Black Mirror: Bandersnatch in 2018 and Unbreakable Kimmy Schmidt: Kimmy vs the Reverend in 2020, both movie specials based off Netflix TV shows, were interactive films. It was an inspired idea. If you have a streaming device, you have a remote, often a responsive, well-made one.

Netflix decided that remote control could be used like a video game controller and made interactive movies. Like in my grandparents’ books, you would be confronted with a choice, with the characters on screen frozen or waiting for your input. Each decision creates a new story branch.

You have to watch each movie multiple times in order to get every ending, but you don’t mind because you’re constantly seeing new things and learning new connections. It was an excellent idea, implemented easily into the movies, and we’ve basically never heard of it again.

The First Netflix Interactive Specials Should Have Focused More On The “Choose-Your-Own” Adventure Aspect

Kimmy (Ellie Kemper) smiling on an airplane in Unbreakable Kimmy Schmidt Kimmy Vs The Reverend

Bandersnatch and Kimmy vs the Reverend both have the same problem that ultimately cratered anyone’s interest in interactive films: they both treated the “choose-your-own” adventure conceit as a fun add-on to a story you know and love. That is absolutely the wrong way to go about it.

It’s the interactive aspects of the films that should have been front and center in the marketing, not the movies they were attached to. Most fans of Black Mirror and Unbreakable Kimmy Schmidt probably did not care at all about having a “choose-your-own” adventure version of the show they loved.

Instead, Netflix should have advertised the interactive aspect as the entire draw. This would have enticed people into trying out the movies and helped them adjust to the format. The story should have been simple, not meta, like Bandersnatch, and not beholden to four seasons of storytelling like Kimmy.
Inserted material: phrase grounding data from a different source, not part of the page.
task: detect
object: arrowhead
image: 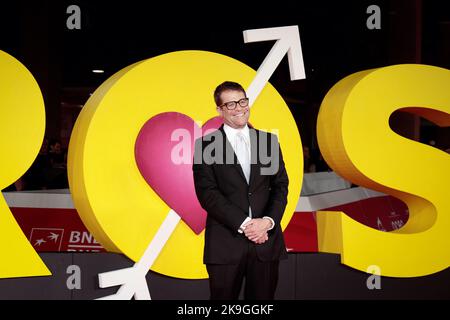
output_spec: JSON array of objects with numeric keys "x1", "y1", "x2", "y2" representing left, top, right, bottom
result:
[
  {"x1": 243, "y1": 25, "x2": 306, "y2": 105},
  {"x1": 243, "y1": 25, "x2": 306, "y2": 81}
]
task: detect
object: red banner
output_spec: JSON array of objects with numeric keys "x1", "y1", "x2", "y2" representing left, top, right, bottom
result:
[{"x1": 9, "y1": 191, "x2": 408, "y2": 253}]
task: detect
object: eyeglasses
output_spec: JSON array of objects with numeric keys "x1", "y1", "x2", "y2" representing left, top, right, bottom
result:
[{"x1": 219, "y1": 98, "x2": 249, "y2": 110}]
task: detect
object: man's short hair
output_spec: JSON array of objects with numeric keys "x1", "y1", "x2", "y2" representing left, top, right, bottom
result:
[{"x1": 213, "y1": 81, "x2": 246, "y2": 106}]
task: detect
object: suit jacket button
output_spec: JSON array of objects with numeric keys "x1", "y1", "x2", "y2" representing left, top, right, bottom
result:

Imagine if Netflix simply announced they were producing an interactive movie where you are able to control the main character’s decisions. That alone would get people interested, they wouldn’t need to know much more. Netflix could keep the story simple to get people used to the interactive aspect.
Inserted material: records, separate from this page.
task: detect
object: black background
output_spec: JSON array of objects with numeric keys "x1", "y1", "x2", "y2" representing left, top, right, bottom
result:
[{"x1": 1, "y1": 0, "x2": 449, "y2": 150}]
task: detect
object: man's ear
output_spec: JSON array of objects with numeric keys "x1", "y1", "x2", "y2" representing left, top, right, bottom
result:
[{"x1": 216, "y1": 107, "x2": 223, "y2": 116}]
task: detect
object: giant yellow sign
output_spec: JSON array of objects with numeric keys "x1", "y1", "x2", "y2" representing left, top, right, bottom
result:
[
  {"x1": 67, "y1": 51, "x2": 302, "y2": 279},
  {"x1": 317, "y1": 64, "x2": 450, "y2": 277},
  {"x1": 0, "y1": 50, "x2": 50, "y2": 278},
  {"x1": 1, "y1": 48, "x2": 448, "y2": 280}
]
A lot of those “choose-your-own” adventure books were simple. Someone enters a haunted house, a knight fights a dragon, a boy travels back in time, it does not need to be complicated. Make it a simple murder mystery with a handful of actors and one star, and you’ve got a cheap moneymaker that will actually be enjoyable.
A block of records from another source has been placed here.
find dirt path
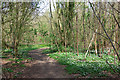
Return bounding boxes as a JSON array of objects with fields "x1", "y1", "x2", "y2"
[{"x1": 19, "y1": 48, "x2": 73, "y2": 78}]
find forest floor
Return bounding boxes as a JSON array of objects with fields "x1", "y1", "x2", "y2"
[
  {"x1": 2, "y1": 46, "x2": 120, "y2": 78},
  {"x1": 18, "y1": 48, "x2": 74, "y2": 78}
]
Fionn Whitehead as Stefan Butler at a music receiver in Black Mirror: Bandersnatch (2018)
Fionn Whitehead as Stefan Butler in Black Mirror: Bandersnatch (2018)

Interactive TV should be so much more popular than it is now. Telltale Games produced the episodic graphic adventure video game series for The Walking Dead, and it was a massive hit. Those games are essentially interactive films, and the popularity of them could easily be replicated on actual TV shows.

The video game aspect of interactive TV shows and films might turn some people off at first glance, but it shouldn’t be hard to market that the format is a way to affect the story, not a way to create the story yourself like you do in video games.

Imagine an MCU TV show where you decide if Bucky chases after a shadowy villain from his past or stays with Yelena Belova to explore a remote military base. Image a Yellowstone spinoff where you decide who stays and who goes on the ranch. Then imagine doing this with famous stars.

Interactive films and TV shows dropped off soon after Netflix‘s stab at them a few years ago, but there’s still something there that other streamers need to look into if Netflix won’t. It’s time for streamers to make the risky choice in the “choose-your-own” adventure game of business.